ABSTRACT

In 1962 Enoch Powell launched the Macmillan government’s Hospital Plan for England and Wales (Ministry of Health 1962a). After nearly 14 years of the NHS, it appeared that at long last a committed effort would be made to improve the quality of hospital accommodation throughout the service and provide new facilities where they were most needed. In England and Wales the plan envisaged spending £500 million over 10 years, which would enable the provision of 90 new and 134 substantially remodelled hospitals. There was a parallel plan for Scotland.
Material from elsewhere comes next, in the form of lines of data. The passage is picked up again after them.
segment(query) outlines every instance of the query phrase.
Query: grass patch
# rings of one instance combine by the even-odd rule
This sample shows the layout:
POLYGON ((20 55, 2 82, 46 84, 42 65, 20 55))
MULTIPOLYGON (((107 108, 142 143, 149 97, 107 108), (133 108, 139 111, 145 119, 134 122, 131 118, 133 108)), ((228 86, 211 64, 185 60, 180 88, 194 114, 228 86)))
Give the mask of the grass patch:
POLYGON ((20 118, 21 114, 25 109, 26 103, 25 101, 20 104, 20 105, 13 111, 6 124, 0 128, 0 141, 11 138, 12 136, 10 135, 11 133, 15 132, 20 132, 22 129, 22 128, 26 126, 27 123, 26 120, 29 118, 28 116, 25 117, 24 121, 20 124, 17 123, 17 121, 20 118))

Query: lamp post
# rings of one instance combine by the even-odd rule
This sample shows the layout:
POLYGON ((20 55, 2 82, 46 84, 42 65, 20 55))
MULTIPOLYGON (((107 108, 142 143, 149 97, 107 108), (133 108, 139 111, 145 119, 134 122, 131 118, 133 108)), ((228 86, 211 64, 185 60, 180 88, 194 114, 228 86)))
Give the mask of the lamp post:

The result would be a national network of District General Hospitals (DGHs) of 600-800 beds, serving catchments of between 100,000-150,000 people. ‘Bed norms’ – ratios of the numbers of beds needed to population – were to be used to equalise the distribution of the hospital stock. The Plan also envisaged a role for facilities offering different levels of specialisation. The most complex services would be available in teaching hospitals; the DGHs would provide the normal range of general hospital treatment; and, though some 700 hospitals were to close, there was still to be a place for smaller hospitals, either in rural areas or as support hospitals, offering less interventionist care than the DGHs. A fuller outline of the Plan is given in Chapter 6, but Powell took the opportunity to present it as an (unparalleled) initiative, declaring that the government were planning hospital provision on a scale unimagined anywhere else, ‘certainly not this side of the Iron Curtain’.